TRiP is organized into 7 files. Open trip.h for the complete map.
| File | Lines | What it contains |
|---|---|---|
trip.h |
~900 | The map. Every type, struct, global, and declaration. |
math.c |
~3000 | Tensor ops, each forward+backward paired side by side: matmul, softmax, layernorm, RMSnorm, RoPE, attention, FFN activations, vector arithmetic |
forward.c |
~1500 | Forward pass orchestration + token sampling |
backward.c |
~1500 | Backward pass + AdamW optimizer + gradient management |
model.c |
~5500 | Checkpoint I/O, model init, memory management, tokenizer, vision preprocessing |
utils.c |
~1000 | Logging, JSON parser, terminal I/O, JPEG/X11 image handling |
main.c |
~1900 | CLI argument parsing, chat loop, training loop, inference loop |
TRiP implements a transformer from first principles in C. No PyTorch, no TensorFlow, no ONNX — just linear algebra on arrays of floats.

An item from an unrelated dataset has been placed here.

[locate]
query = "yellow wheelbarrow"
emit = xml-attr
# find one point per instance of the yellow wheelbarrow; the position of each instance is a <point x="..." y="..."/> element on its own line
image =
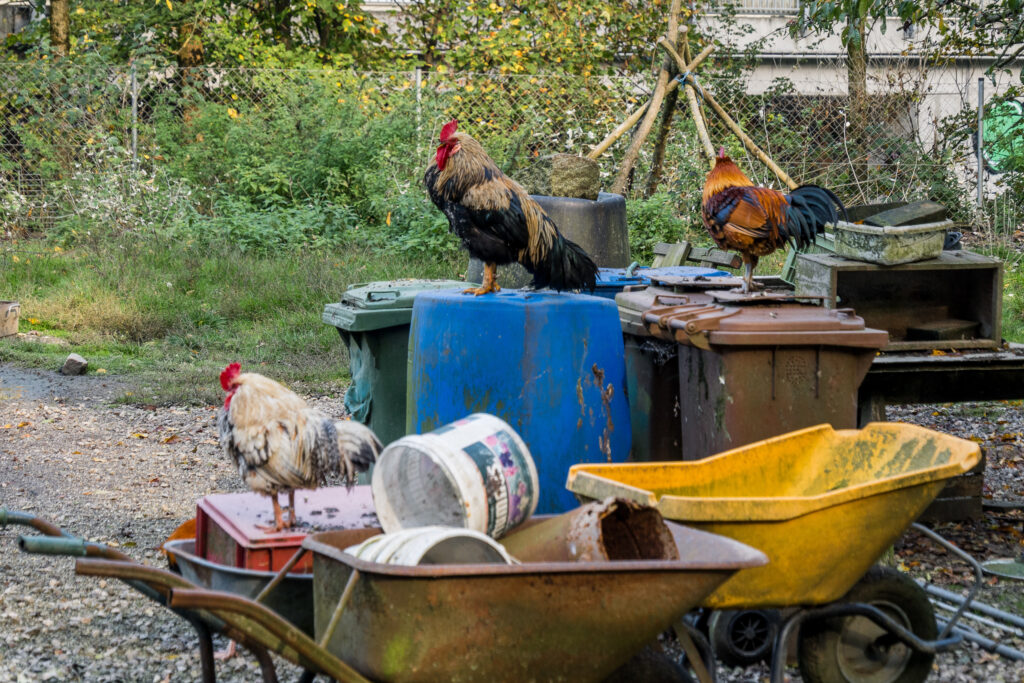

The residual stream is the central concept: a vector that flows through the model like data on a bus. Each layer reads from it, processes it through attention and a feed-forward network, and writes back to it. The forward pass walks the layers top to bottom; the backward pass walks them bottom to top, computing gradients via the chain rule.
Every math operation (math.c) is implemented as a forward+backward pair: you can read rmsnorm() and immediately below it rmsnorm_backward(), and see exactly how the gradient flows through the same computation in reverse.
I put a lot of comments in the code, both as reminders to me, and to render TRiP basically an annotated school book about transformers.
For a deeper understanding of backpropagation, see Andrej Karpathy's lecture; TRiP would never have existed without his work.
CC BY-NC 4.0 — free to use, study, modify, and share for non-commercial purposes, with attribution. For commercial licensing, contact the author.